|Charles II at the time of the Siege of Gloucester|
The town garrison was held by Colonel Edward Massey, a youthful professional soldier with an eminent career of soldiering on the continent behind him. Although he had been appointed by Parliament, nobody was entirely certain what were the political views of young Massey. The King decided to test him. On 10 August, King Charles appeared outside Gloucester with most of his army and asked Massey to admit his king to the city.
Massey refused, so a siege began. It was during this time that Matson House was commandeered as a residence for the two young princes, later to be kings as Charles II and James II. Now 12 years old, Charles was allowed to view the siege though not to get within range of the enemy guns. James was kept safe at Matson. Not surprisingly, James got bored and, among other mischief, carved his name into the windowsill of his room. It is still there for all to see.

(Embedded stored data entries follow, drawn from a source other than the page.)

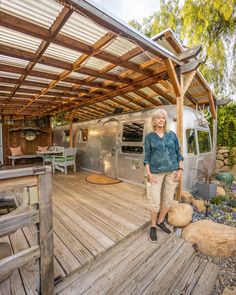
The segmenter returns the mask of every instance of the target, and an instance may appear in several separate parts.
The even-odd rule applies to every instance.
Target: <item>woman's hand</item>
[[[148,174],[148,181],[150,182],[150,183],[158,183],[158,181],[156,180],[156,178],[153,176],[153,174],[152,173],[149,173]]]
[[[182,170],[177,170],[174,174],[174,181],[178,182],[180,181],[182,176]]]

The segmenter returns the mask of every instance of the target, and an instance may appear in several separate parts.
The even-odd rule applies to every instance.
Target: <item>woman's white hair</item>
[[[156,110],[153,115],[152,115],[152,127],[153,127],[153,130],[156,129],[156,119],[157,117],[159,117],[160,115],[163,115],[165,117],[165,125],[164,125],[164,131],[166,132],[167,131],[167,119],[168,119],[168,115],[167,115],[167,112],[166,110],[164,109],[158,109]]]

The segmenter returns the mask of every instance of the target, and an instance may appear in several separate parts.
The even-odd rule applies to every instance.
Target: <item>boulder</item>
[[[205,212],[206,207],[203,200],[193,200],[192,205],[197,208],[198,212]]]
[[[224,156],[222,154],[217,154],[216,159],[217,160],[224,160]]]
[[[191,223],[182,238],[196,244],[199,252],[213,257],[236,256],[236,228],[210,220]]]
[[[219,150],[217,151],[217,153],[219,153],[219,154],[229,153],[229,149],[219,149]]]
[[[173,204],[168,212],[168,223],[176,227],[186,226],[192,221],[192,216],[193,208],[189,204]]]
[[[222,295],[236,295],[236,288],[234,288],[233,290],[225,288]]]
[[[229,168],[229,166],[223,166],[220,168],[220,171],[228,172],[228,171],[230,171],[230,168]]]
[[[225,196],[226,195],[225,190],[223,189],[223,187],[217,186],[216,195],[217,196]]]
[[[182,192],[181,193],[181,200],[183,203],[192,204],[194,197],[189,192]]]
[[[229,159],[224,159],[224,164],[229,165]]]
[[[8,243],[6,242],[1,242],[0,243],[0,260],[3,258],[6,258],[11,255],[11,247]],[[11,271],[3,271],[0,277],[0,283],[2,283],[4,280],[6,280],[10,275]]]
[[[216,160],[216,168],[220,169],[221,167],[224,166],[224,162],[221,160]]]

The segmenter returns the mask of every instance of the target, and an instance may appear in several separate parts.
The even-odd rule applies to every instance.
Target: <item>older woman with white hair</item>
[[[149,236],[152,242],[157,242],[157,228],[166,235],[172,234],[164,219],[174,199],[177,182],[181,178],[183,157],[176,134],[167,130],[167,112],[164,109],[154,112],[152,126],[153,132],[145,138],[144,164],[151,184]]]

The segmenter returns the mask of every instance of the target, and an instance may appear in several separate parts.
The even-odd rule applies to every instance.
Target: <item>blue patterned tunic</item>
[[[183,157],[173,131],[167,131],[162,138],[156,132],[146,135],[144,164],[149,164],[151,173],[175,171],[179,161],[183,161]]]

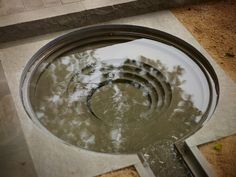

On 5 September the main Parliamentarian army appeared on Prestbury Hill, within sight of Gloucester. Unable both to conduct a siege and fight a battle, King Charles marched his army away, hoping to ambush the Parliamentarians later in the campaign. The royal children were hurriedly bundled into a coach and sent off to Oxford. With them went the servants and gentry of the royal household.
It was one of these ladies who left behind a quite beautiful blue shoe of kid leather and satin silk, embroidered with seed pearls on what we would today call a cuban heel. It is this shoe that the ghost seeks, wandering the rooms of Matson House peering here and there, bending down to glance into corners. Sadly she will be forever out of luck. The shoe is now in Gloucester's Folk Museum.